Computed Pattern — MongoDB's named schema-design pattern where values that would otherwise be computed at read time (sums, counts, averages, rollups) are pre-aggregated at write time and stored directly in the document. Reads become field lookups; writes become $inc / $set operations against the pre-aggregated fields.

Shifts work from the read path to the write path. Justified when the ratio of reads to writes is high enough that the write-path cost of maintaining the pre-aggregate is dominated by the read-path savings.

Canonical form (with Bucket Pattern)

In MongoDB's Cost of Not Knowing event-counter case study, the Computed Pattern is applied on top of the concepts/bucket-pattern: each bucket stores pre-aggregated per-day status totals rather than raw events.
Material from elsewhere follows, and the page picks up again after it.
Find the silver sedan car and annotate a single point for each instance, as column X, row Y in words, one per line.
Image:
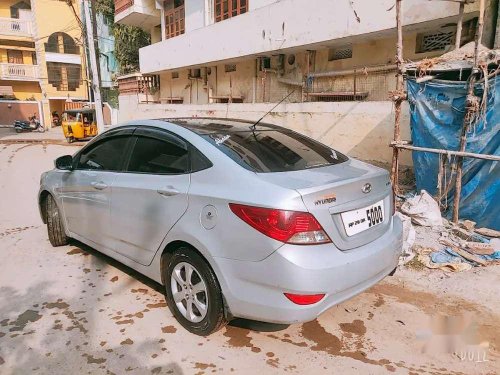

// appV5R3 document (Part 2 winner — quarter-bucketed, per-day computed):
{
  _id: <key+year+quarter>,
  items: [
    { date: 2022-06-05, a: 10, n: 3 },  // a=approved, n=noFunds,
    { date: 2022-06-16, p: 1, r: 1 },   // p=pending,  r=rejected
    { date: 2022-06-27, a: 5, r: 1 },
    ...
  ]
}

A new event is not appended as a raw row; the existing items entry for its date is incremented via $inc. If the entry doesn't exist, $inc creates it (treating missing fields as zero). The upshot is that by the time a report runs, the sums already exist — the aggregation pipeline just filters + sums per-bucket totals, never touches per-event raw data.

Trade-offs

  • Write amplification. Every event triggers an upsert + $inc against the bucket document. Concurrent writes to the same bucket serialize on the document-level WiredTiger lock.
  • Field cardinality. The Computed Pattern commits to the set of aggregates at schema design time (a, n, p, r in the case study). Adding a new status category (e.g. x) means a schema change.
  • Double-counting risk on replays. If an event processor retries a batch, naïve $inc double-counts. Deduplication responsibility shifts to the application (idempotency keys, client-side de-duplication before increment, or a "seen events" collection).
  • Lossy for individual-event queries. The raw {date, amount, user, metadata} tuple is not stored; you can't answer "which event caused this increment?" from the computed document alone.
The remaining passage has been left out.